程序代写案例-COMP7710|学霸联盟

程序代写案例-COMP7710

时间：2022-03-31

COMP7710 Homework 3 – Classification
Weighting: 10%
Due date: 4th April 2022, 4 pm
Overview
In this problem set we will be working with Bayesian classification.
Marks
This assignment is worth 10% of your total grade.
Submission Instructions
• Your solutions to the questions should be submitted via BlackBoard.
• You should only submit your completed Jupyter notebook in .ipynb format, including written answers in
markdown and results from executed code cells.

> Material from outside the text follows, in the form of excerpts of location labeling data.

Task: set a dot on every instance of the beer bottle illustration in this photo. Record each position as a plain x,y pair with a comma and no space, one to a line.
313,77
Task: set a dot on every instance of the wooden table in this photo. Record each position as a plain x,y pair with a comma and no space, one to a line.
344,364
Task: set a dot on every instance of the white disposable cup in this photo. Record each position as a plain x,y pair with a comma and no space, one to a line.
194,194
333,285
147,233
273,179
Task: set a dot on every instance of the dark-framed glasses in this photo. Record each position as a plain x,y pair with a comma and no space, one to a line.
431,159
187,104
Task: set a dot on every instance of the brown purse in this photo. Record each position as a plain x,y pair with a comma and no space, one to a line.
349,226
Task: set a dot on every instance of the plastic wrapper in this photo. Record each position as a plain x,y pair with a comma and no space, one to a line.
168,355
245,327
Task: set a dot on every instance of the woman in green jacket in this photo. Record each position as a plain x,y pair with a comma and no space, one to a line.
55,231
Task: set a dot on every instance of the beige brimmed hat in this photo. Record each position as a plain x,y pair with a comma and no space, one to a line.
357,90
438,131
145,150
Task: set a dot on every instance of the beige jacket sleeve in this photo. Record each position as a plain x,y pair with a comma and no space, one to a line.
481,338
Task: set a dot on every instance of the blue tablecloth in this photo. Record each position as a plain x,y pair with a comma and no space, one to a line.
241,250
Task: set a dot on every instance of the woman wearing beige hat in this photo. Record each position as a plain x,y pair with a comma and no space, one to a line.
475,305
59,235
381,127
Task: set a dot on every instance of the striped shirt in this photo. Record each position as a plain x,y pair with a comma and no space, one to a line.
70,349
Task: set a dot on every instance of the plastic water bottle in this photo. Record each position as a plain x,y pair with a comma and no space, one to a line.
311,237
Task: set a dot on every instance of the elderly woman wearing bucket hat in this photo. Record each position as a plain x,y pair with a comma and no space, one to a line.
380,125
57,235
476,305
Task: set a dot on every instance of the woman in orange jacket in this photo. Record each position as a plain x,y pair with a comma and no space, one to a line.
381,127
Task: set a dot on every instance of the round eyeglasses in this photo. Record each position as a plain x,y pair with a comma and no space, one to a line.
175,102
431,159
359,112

• Name your file as sxxxxxxx-homework#.ipynb where sxxxxxxx is your student number and # is the
homework number.
• No marks will be awarded for non-compiling submissions.

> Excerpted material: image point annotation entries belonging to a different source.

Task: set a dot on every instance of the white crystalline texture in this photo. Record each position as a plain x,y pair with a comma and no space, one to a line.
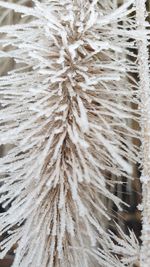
65,109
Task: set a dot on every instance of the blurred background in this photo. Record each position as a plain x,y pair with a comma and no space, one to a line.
130,191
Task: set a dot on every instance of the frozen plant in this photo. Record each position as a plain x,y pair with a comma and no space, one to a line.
65,110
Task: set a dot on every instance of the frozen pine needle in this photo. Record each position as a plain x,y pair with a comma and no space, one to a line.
66,109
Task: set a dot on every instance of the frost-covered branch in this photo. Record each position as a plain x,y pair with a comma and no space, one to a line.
65,111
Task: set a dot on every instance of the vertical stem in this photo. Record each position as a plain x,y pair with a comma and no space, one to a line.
145,128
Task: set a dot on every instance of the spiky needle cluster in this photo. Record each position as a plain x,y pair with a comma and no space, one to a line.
65,109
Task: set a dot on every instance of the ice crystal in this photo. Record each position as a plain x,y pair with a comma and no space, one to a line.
65,109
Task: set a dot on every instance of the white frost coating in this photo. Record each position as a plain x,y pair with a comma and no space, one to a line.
64,109
143,59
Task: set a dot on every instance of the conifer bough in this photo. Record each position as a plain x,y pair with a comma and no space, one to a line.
65,109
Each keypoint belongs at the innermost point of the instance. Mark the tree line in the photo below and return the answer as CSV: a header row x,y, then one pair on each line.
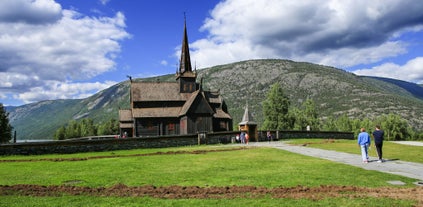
x,y
280,115
85,128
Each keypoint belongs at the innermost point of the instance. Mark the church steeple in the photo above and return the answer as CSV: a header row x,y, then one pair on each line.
x,y
185,61
185,75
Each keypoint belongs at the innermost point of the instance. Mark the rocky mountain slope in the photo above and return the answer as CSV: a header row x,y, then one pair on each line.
x,y
334,91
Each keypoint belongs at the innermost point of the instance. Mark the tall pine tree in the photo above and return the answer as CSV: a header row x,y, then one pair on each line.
x,y
5,127
275,109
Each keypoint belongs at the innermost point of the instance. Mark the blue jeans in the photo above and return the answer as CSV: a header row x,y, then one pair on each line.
x,y
364,152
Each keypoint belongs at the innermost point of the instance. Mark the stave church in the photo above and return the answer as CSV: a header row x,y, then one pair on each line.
x,y
174,108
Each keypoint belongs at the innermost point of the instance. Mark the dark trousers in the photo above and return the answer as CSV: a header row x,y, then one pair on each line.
x,y
379,149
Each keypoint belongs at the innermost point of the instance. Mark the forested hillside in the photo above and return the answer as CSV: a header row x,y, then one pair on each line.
x,y
335,92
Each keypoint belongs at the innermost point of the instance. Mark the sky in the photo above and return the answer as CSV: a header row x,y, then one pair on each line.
x,y
70,49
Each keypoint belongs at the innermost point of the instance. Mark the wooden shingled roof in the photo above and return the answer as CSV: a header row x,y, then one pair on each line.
x,y
125,115
157,91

Late Submissions and Extensions
Late Penalties: Where an assessment item is submitted after the deadline, without an approved extension, a late
penalty will apply. The late penalty shall be 10% of the maximum possible mark for the assessment item will be
deducted per calendar day (or part thereof), up to a maximum of seven (7) days. After seven days, no marks will
be awarded for the item. A day is considered to be a 24 hour block from the assessment item due time. Negative
marks will not be awarded.
Academic Misconduct
This assignment is an individual assignment. Posting questions or copying answers from the internet is consid-
ered cheating, as is sharing your answers with classmates. All your work (including code) will be analysed by
sophisticated plagiarism detection software. Students are reminded of the University’s policy on student mis-
conduct, including plagiarism. See the course profile and the School web page: http://www.itee.uq.edu.au/
itee-student-misconduct-including-plagiarism.
1
Questions
In this homework, you will analyse ’phishing.csv’ dataset and use Logistic regression and 2 Bayesian classifiers
to distinguish fishing and benign websites. In addition to the Gaussian Naive Bayes, you should research and
familiarise yourself with Categorical Naive Bayes (see scikit-learn link for the full list of Naive Bayes methods).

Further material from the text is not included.